Подойдя к обозу Михаил Игнатьевич неспешно двинулся вдоль него, и вдруг как бы невзначай остановился у предпоследней подводы, приподнял рогожу, под ней блеснули серебряные слитки. Воевода обернулся, поглядел на Завадского с Мартемьяном. Те пристально смотрели в ответ.
На богатом постоялом дворе, целиком выкупленном на двое суток в Димитровском посаде неподалеку от Енисейска, в разгаре дня Филипп, Данила, Сардак, Медведь, Бес и Мартемьян Захарович пили дорогие меды — отмечали переназначение Мартемьяна в должности воеводы Красноярского уезда.
Дубовый стол вынесли прямо во двор, где подле на костре жарилось мясо. Все по очереди шуточно поздравляли «нового» воеводу, хлопали по плечам, подливали сладкого меду.
— Нашего воеводу захочешь — не сдвинешь! — кричал пьяный Сардак.
— Он сам-то, кого надобе подвинет! — поддакивал другой.
— А ну, братцы, видали вы рожу индюка, егда он под рогожу зыркнул!
Охмелевший веселый Мартемьян Захарович склонился к Завадскому.

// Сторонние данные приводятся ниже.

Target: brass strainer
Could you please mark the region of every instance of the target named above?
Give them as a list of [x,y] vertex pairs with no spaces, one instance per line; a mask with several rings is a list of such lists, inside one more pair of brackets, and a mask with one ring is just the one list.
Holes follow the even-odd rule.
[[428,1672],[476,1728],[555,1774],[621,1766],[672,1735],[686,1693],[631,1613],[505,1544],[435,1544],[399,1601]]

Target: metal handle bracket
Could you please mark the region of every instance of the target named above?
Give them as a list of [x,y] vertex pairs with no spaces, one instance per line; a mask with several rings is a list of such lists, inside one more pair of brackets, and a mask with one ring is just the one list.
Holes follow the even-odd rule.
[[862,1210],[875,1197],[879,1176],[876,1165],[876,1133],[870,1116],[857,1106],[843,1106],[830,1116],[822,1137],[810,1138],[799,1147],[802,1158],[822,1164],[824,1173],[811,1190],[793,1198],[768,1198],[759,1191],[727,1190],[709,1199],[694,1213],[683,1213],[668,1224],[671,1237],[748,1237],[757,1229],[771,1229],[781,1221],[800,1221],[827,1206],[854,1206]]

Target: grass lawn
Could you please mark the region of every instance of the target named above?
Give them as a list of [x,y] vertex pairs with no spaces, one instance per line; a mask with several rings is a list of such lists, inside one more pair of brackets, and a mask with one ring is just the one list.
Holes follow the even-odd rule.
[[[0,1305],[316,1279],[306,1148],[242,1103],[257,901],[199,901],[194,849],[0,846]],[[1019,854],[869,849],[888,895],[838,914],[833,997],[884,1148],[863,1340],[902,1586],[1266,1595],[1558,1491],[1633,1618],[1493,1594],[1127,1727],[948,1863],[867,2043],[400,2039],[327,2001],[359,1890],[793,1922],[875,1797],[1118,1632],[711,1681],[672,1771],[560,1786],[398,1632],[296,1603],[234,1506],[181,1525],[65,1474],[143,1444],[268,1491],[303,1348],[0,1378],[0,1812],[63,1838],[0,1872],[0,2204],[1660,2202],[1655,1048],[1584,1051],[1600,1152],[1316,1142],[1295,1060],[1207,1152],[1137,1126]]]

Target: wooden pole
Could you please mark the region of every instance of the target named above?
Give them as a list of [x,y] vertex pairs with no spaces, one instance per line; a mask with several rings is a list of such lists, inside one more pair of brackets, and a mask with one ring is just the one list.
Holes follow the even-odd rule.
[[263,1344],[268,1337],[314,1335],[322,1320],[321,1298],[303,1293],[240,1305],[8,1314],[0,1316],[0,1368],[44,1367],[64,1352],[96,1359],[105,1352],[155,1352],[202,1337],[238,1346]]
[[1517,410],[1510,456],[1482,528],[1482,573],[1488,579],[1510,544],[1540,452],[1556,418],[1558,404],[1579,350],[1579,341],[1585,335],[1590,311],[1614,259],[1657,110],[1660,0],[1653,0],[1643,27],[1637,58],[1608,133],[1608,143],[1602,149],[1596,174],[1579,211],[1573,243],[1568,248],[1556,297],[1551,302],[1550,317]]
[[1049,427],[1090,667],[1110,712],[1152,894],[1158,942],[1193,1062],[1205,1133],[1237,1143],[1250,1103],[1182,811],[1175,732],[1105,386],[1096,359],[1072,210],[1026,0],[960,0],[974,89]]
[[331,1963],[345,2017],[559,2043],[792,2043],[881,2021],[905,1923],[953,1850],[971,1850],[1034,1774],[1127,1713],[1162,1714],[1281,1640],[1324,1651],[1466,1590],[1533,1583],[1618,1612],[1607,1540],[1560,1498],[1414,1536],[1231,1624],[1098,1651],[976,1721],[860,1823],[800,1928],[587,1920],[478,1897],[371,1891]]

— Еже, брат, разумеешь о главном деле?
— Наживку он заглотил — по глазам видел.
— Посем отпустил он нас?
Филипп повертел в руке оловянную кружку, заполненную на треть, после чего залпом осушил ее.
— Потому что не дурак.
В этот момент на улице раздался нарастающий топот копыт и громыхание, прекратившиеся у самых ворот, в которые тотчас оглушительно заколотили. Поспешно просеменил хозяин и отпер ворота, на дворе возник крепкий человек с повязкой на глазу в сопровождении трех стрельцов-великанов.